Monday, October 28, 2019

SPX and INDU: Two Years in the Making?

Last update we identified a wedge-like pattern near the recent SPX highs.  People who spend a lot of time on the forums with me know that a wedge pattern typically means "diagonal or nest" -- meaning that it's a bi-modal pattern; either it reverses fairly directly or it leads to a strong continuation move.  This morning, SPX futures look primed to launch the market over the all-time high, which has been stiff resistance for (incredibly) almost two years now.

Keep in mind that there is a test period on any breakout (or breakdown) during which the market can decide it's not ready and reverse.  This can take anywhere from a session or two, to several weeks.  What bulls would like to see is either a breakout with increasing momentum, or a pause that consolidates ABOVE prior resistance.  Either of those events would likely signal that we're in the bullish long-term count discussed back in July, and reprinted below.

Below is INDU's chart for reference -- SPX would track fairly closely.  We'll see how things go in these initial stages before getting too attached to this, but IF THE BREAKOUT STICKS, we're probably looking at something along these lines:

Next level down, INDU has the consolidation pattern of the more recent past:

And one level down from there, it broke out of the blue channel last session:

SPX below:

I've focused on INDU in this update, but again, SPX would be expected to track closely.  For quick approximations, you can typically approximate INDU and SPX at roughly a 10:1 ratio to each other (100 INDU points typically equals in the general ballpark of 10 SPX points, give or take a little, etc.).  I'll update SPX long-term charts after we see how the market reacts to the breakout.

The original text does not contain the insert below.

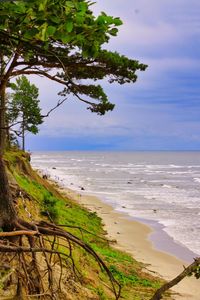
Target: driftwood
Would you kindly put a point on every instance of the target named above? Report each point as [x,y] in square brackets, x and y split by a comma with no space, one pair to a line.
[192,269]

In conclusion, SPX at least looks primed to break out over its all-time high, and this means bears will have a short-window in which they could turn things and create a whipsaw... but if they can't, as I mentioned in prior updates, it might be time for bears to go into hibernation again.  Let's see how the market reacts over the coming sessions -- but again, do keep in mind that if this pattern is simple and straightforward (the pattern shown in the first chart), then it is very bullish over the intermediate term.  It will take a curveball from the market to get bears back in the game (for example: a b-wave high, which would be temporary, or an ending diagonal).  Right now, it looks like it might be the straightforward bull option, but we'll track it as it unfolds.  Trade safe.